This is a first in the company’s history as DB Schenker launched via Munich Airport the first of two routings touching the three continents
Every week, there will be 43 freight flights which can transport as much cargo as 135 wide-body passenger aircraft would hold
The first new route has started flight services from Chicago via Munich to Tokyo and Seoul before flying back to Germany and from there again to the US
The second connection will be launched end of February and alternates from Munich to Chennai and Chicago
DB Schenker announced the launch of two own-controlled cargo services connecting America, Europe and Asia directly as it extends its global flight network amid the ongoing pandemic and lack of freight capacity on passenger flights.
In a January 21 release, the global logistics service provider said this is a first in the company’s history, as the first of two routings touching three continents took off this week from Munich Airport.
“The new offer comes in addition to the major commercial block space agreements DB Schenker holds with preferred airline partners.

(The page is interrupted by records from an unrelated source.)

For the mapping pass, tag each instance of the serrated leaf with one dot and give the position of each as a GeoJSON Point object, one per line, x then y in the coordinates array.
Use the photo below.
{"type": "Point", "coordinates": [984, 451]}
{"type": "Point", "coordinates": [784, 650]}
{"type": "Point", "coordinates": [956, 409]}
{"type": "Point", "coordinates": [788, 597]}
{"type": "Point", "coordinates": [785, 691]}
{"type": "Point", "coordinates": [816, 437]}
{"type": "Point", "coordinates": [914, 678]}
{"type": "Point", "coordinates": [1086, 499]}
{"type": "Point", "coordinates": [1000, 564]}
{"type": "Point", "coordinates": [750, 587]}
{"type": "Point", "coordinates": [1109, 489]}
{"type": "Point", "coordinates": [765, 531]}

It is a reaction to the ongoing lack of freight capacity on passenger flights. Every week, the 43 flights can transport as much cargo as 135 wide-body passenger aircraft would hold,” it said.
Thorsten Meincke, member of the management board for air and ocean freight at DB Schenker, said: “As air passenger travel is still far from recovery, we have decided to create new and reliable cargo options for our customers. I am especially excited about our new routes via Munich Airport. Our existing and strong flight network will become even more global.”
As of this week, the first new route runs from Chicago via Munich to Tokyo and Seoul before flying back to Germany and from there again to the US. It is operated by National Airlines and offers a combined weekly transport capacity of 400 tons.
The second connection will be launched end of February and alternates from Munich to Chennai and Chicago, with a combined weekly capacity of 300 tons.
Both routes will run for one year to provide stability and secure capacity for customers in a challenging environment, said the statement.
Jost Lammers, CEO and chairman of the management board at Munich Airport, confirmed that Munich Airport has been chosen as the hub for DB Schenker’s intercontinental cargo flights between the US and the Far East.
“During the COVID-19 pandemic, there is unfortunately a great deal of belly-load capacity missing due to the greatly reduced number of flights. This makes cargo-only traffic all the more important for Munich Airport. For this reason, Europe’s first 5-star airport not only offers passengers an excellent range of services, but is also at the highest level in cargo handling,” Lammers said.
In total, DB Schenker controls a global flight network spanning almost all continents. With late departures at key gateways in many markets, later cut-offs for shipment drop-offs can be realized. All connections are operated with Boeing 747 and Boeing 777 full freighter jets.
The company said that in 2020, the number of flights it controlled and marketed rose to a record high. Many of the new connections were initially established to substitute missing passenger flights. This continues in 2021.
In addition, medical supply products will remain an important driver for air capacity demand. General air cargo volumes for automotive equipment and consumer goods are increasing while the capacity shortage prevails. With the extended flight portfolio, DB Schenker also creates additional capacities for potential COVID-19 vaccine transportation demand.